In the case of some items the main entry has been subdivided into sections under roman numeration. It has not always been easy to decide whether such an entry should be so subdivided or should preferably have been broken up into several main entries. If the volume is usually found embracing all the subdivisions, the former treatment has been adopted. The same method has also sometimes been used with a number of works forming a single series. The reader's forbearance is craved for any inconsistency of treatment.
Title-pages and short titles are given when present. If there is no title-page the entry is described under the heading of the first page. A few items have no heading, and have, therefore, a descriptive title assigned to them.
In the title-pages descriptive details, such as "Royal Arms," "Cut," &c., are given in square brackets; otherwise the lettering is as on the title-page.
The size of page is given in millimetres, and is that of the paper in the copy examined. The number of pages is given to the last printed page of the actual work, omitting blanks at the end or pages of advertisement. Subsidiary pagination has been noted. Occasionally it has been thought advisable to specify the size of type. Illustrations are generally noted.
Following the measurements, pagination, &c., will be found a general description of contents, which has, in some cases, been made somewhat detailed. But no attempt has been made to appraise the merits, literary or otherwise, of such contents.
An introductory essay has been prefixed to the actual bibliography.
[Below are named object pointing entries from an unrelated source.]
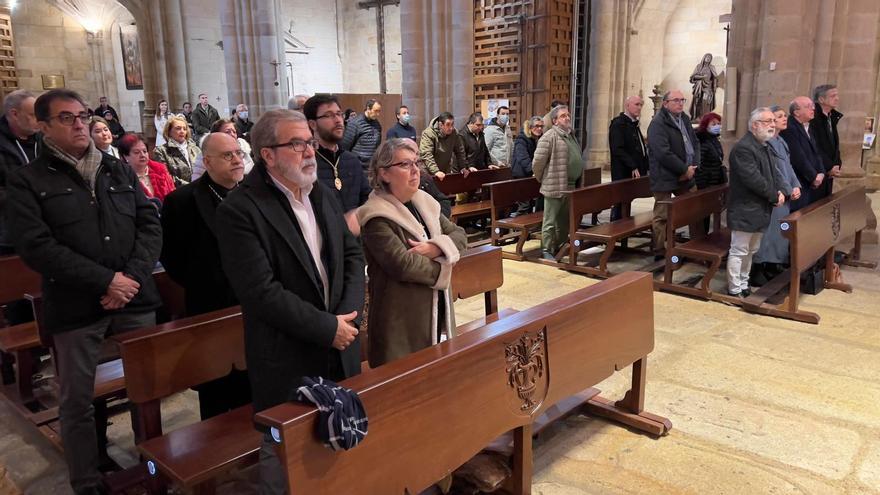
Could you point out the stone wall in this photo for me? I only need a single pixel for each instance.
(49, 42)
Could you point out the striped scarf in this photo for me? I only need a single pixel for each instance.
(87, 166)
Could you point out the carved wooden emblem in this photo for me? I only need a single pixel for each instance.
(835, 221)
(527, 372)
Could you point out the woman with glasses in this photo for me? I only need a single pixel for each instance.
(180, 152)
(154, 178)
(410, 249)
(102, 136)
(226, 126)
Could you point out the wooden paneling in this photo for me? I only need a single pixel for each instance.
(8, 75)
(522, 52)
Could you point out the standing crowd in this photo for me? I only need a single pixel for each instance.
(281, 217)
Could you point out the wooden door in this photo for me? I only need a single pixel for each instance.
(522, 53)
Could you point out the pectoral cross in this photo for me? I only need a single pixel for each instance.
(379, 5)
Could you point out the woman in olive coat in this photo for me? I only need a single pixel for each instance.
(410, 249)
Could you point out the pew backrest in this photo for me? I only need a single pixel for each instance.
(457, 183)
(433, 410)
(595, 198)
(821, 225)
(693, 207)
(162, 360)
(507, 193)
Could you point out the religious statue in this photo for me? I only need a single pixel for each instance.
(705, 81)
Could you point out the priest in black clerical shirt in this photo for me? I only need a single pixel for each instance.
(191, 256)
(339, 170)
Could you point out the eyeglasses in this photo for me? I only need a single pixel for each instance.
(297, 145)
(67, 118)
(332, 115)
(407, 165)
(229, 155)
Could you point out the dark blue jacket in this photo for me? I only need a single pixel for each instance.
(523, 153)
(77, 241)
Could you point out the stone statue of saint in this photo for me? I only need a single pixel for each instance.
(705, 81)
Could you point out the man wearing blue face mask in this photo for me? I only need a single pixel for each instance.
(402, 129)
(242, 123)
(499, 139)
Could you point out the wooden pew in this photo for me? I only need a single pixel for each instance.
(457, 183)
(169, 358)
(594, 199)
(481, 385)
(18, 341)
(689, 209)
(504, 197)
(813, 232)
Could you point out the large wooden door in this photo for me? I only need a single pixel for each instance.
(522, 52)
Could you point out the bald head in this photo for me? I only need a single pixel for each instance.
(633, 106)
(802, 109)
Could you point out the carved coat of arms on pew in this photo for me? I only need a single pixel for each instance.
(526, 369)
(835, 221)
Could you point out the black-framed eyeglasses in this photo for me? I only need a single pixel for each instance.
(407, 165)
(67, 118)
(229, 155)
(297, 145)
(332, 115)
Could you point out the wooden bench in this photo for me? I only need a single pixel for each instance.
(601, 197)
(169, 358)
(690, 209)
(457, 183)
(813, 232)
(18, 341)
(503, 197)
(503, 377)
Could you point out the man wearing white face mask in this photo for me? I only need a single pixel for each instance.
(242, 123)
(499, 139)
(402, 129)
(756, 187)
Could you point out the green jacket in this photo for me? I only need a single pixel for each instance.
(441, 153)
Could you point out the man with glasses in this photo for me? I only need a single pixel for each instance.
(756, 187)
(629, 153)
(338, 169)
(673, 158)
(296, 269)
(81, 220)
(191, 255)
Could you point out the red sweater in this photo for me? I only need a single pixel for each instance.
(160, 180)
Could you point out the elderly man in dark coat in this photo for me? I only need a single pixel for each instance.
(756, 186)
(296, 269)
(824, 125)
(674, 155)
(800, 138)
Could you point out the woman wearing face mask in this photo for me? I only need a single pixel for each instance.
(179, 152)
(711, 172)
(160, 119)
(102, 136)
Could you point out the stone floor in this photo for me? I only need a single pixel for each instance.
(758, 404)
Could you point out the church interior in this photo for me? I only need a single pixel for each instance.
(731, 396)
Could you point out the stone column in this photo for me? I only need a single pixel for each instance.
(437, 41)
(254, 54)
(609, 51)
(809, 43)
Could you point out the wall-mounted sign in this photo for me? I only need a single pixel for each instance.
(53, 81)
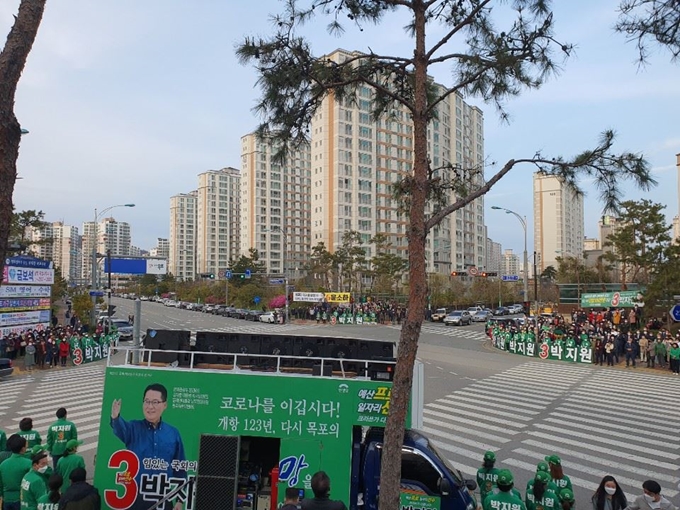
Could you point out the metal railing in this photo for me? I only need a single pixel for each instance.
(271, 363)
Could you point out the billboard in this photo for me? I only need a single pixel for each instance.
(305, 423)
(30, 276)
(14, 291)
(136, 266)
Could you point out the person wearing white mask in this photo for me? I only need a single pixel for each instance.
(651, 498)
(609, 495)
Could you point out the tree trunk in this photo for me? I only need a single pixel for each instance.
(12, 61)
(390, 474)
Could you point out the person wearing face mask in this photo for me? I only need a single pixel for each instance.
(34, 484)
(540, 497)
(651, 498)
(609, 495)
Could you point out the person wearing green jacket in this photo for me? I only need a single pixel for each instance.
(674, 356)
(26, 430)
(540, 496)
(70, 461)
(12, 472)
(487, 475)
(34, 484)
(58, 434)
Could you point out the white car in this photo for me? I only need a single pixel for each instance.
(269, 317)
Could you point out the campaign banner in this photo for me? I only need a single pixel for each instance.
(24, 261)
(12, 274)
(19, 318)
(623, 299)
(308, 297)
(89, 350)
(297, 423)
(337, 297)
(8, 330)
(25, 304)
(32, 291)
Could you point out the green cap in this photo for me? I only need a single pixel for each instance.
(73, 443)
(490, 456)
(542, 466)
(505, 477)
(542, 476)
(566, 495)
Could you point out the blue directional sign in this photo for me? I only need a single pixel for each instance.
(675, 313)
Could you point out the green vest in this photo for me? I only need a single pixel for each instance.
(33, 487)
(66, 465)
(59, 433)
(12, 471)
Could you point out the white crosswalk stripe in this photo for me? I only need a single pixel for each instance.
(452, 331)
(624, 424)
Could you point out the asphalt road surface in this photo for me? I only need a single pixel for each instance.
(599, 420)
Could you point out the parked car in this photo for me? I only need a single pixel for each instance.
(438, 315)
(6, 367)
(481, 316)
(458, 318)
(269, 317)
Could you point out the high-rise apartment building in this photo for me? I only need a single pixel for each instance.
(161, 250)
(61, 244)
(275, 205)
(217, 219)
(558, 221)
(182, 241)
(111, 235)
(355, 160)
(494, 255)
(511, 264)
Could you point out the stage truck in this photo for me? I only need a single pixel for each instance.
(216, 421)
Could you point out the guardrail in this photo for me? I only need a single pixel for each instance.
(374, 369)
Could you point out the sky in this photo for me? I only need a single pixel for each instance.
(128, 101)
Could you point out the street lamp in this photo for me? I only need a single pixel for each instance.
(93, 269)
(523, 221)
(283, 261)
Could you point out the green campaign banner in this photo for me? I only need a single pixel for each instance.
(416, 499)
(623, 299)
(153, 420)
(89, 350)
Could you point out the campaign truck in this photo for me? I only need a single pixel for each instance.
(217, 421)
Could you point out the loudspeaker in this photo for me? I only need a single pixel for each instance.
(163, 339)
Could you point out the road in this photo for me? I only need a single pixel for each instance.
(599, 420)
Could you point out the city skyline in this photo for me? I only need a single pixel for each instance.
(106, 100)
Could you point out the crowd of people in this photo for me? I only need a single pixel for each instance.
(551, 488)
(50, 476)
(50, 347)
(613, 335)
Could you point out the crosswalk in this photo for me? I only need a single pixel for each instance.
(598, 421)
(452, 331)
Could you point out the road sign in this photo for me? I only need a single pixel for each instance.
(675, 313)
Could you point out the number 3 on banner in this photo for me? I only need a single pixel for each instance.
(126, 479)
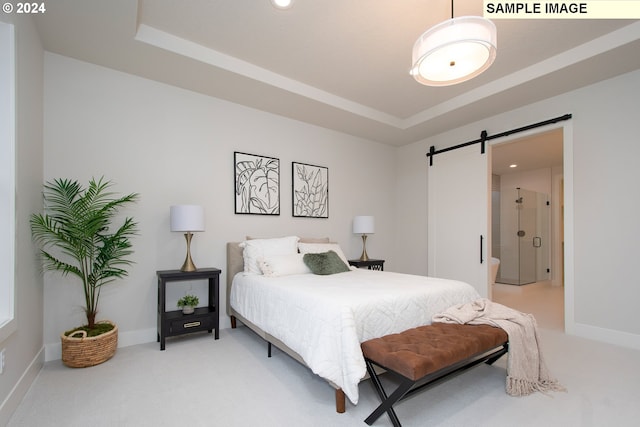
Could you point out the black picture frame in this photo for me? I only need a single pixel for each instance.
(309, 190)
(257, 184)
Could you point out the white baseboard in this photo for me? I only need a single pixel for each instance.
(8, 407)
(610, 336)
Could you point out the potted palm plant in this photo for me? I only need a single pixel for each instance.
(77, 237)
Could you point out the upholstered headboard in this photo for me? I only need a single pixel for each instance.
(235, 262)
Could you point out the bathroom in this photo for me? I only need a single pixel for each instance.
(526, 206)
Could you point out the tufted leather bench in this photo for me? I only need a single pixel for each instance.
(425, 355)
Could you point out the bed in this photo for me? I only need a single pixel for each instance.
(321, 319)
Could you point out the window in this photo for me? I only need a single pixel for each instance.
(7, 181)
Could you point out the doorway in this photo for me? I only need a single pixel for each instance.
(527, 177)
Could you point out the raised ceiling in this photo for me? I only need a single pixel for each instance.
(340, 64)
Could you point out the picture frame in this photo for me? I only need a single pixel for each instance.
(257, 184)
(310, 190)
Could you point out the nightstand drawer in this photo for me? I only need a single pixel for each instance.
(191, 324)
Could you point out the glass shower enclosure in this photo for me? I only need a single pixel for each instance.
(525, 228)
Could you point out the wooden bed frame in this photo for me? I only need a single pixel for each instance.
(235, 264)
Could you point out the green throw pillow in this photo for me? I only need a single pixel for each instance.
(325, 263)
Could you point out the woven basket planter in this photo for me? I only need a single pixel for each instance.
(78, 351)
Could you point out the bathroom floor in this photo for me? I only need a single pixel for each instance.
(544, 301)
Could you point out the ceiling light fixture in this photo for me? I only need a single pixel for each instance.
(282, 4)
(454, 51)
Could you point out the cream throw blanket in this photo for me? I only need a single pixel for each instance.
(526, 370)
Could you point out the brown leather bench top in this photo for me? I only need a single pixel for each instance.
(420, 351)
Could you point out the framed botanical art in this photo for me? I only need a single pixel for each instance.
(257, 184)
(310, 190)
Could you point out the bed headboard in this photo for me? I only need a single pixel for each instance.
(235, 261)
(235, 264)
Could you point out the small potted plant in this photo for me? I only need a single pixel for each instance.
(78, 236)
(188, 303)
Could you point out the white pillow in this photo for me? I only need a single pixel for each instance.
(282, 265)
(257, 249)
(317, 248)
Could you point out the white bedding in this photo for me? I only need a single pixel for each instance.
(325, 318)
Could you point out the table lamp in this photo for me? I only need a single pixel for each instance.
(187, 218)
(364, 225)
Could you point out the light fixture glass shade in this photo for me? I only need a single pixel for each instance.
(187, 218)
(364, 225)
(454, 51)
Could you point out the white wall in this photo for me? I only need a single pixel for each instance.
(601, 301)
(174, 146)
(24, 353)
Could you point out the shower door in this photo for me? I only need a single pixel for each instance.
(525, 237)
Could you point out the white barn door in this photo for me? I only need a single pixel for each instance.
(459, 187)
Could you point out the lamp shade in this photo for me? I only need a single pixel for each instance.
(454, 51)
(364, 225)
(187, 218)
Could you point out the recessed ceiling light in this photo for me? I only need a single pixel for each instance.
(282, 4)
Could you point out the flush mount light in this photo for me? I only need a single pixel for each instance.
(282, 4)
(454, 51)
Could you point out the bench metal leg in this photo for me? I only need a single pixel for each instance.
(387, 401)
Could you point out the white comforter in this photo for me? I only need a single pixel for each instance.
(325, 318)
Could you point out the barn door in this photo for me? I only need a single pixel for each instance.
(459, 187)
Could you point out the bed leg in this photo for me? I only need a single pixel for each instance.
(340, 401)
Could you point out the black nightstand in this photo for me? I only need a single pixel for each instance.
(172, 323)
(371, 264)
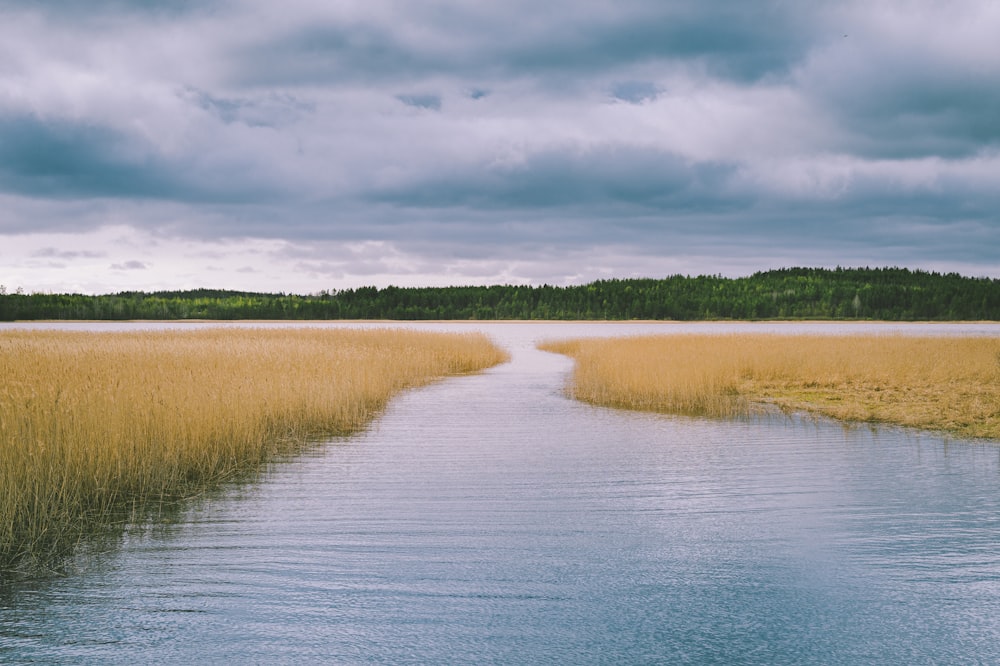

A short review has been made of the sources of the Maori literature dealt with, in which an endeavour has been made to trace the history of the various Mission and other private presses concerned. The most important collections of Maori books and pamphlets are mentioned, and a sketch given of the bibliographical material hitherto available. A few special page viclasses of entries are dealt with, such as Bibles, Prayer Books, and newspapers; and some interesting notes have been added with regard to unfinished works and variations between copies of a single edition.
An alphabetical index has been provided, also a list of authors and translators, and one of printers.
The compilation of this catalogue has, it must be admitted, involved a certain amount of drudgery, but this has been more than set off by the satisfaction of successful' quest; and the monotony of lists of Acts of Parliament and public papers has been outweighed by the interest of problems raised in regard to many of the early publications; while there was always the possibility of some delightful surprise, such as finding Sir George Grey setting type in Bishop Selwyn's printing office at Waimate in 1845 (see No. 126).
It would be lunacy to hope that the list here given is complete—or ever can be complete—and vanity to claim that it is free from errors; but it is hoped that at least it may be useful.
With a view to making a second edition more complete and accurate, the writer will be glad to receive from users of this work any additions or corrections which ought to be made, particularly details of items which have not yet been seen.
In addition to the gentlemen mentioned in earlier paragraphs, thanks are due to Mr. H. S. King, of the Native Department, for information in regard to Maori translations of Acts of Parliament; also to a large number of personal friends and acquaintances for a kindly indulgence in allowing the examination of books and papers, and for open-handed generosity in the bestowal of specimens of the greatest interest and value; and, lastly, to the Government Printer and his staff for their courteous assistance and expedition in putting this work through the press.
Herbert W. Williams.Naurea, February 20, 1924.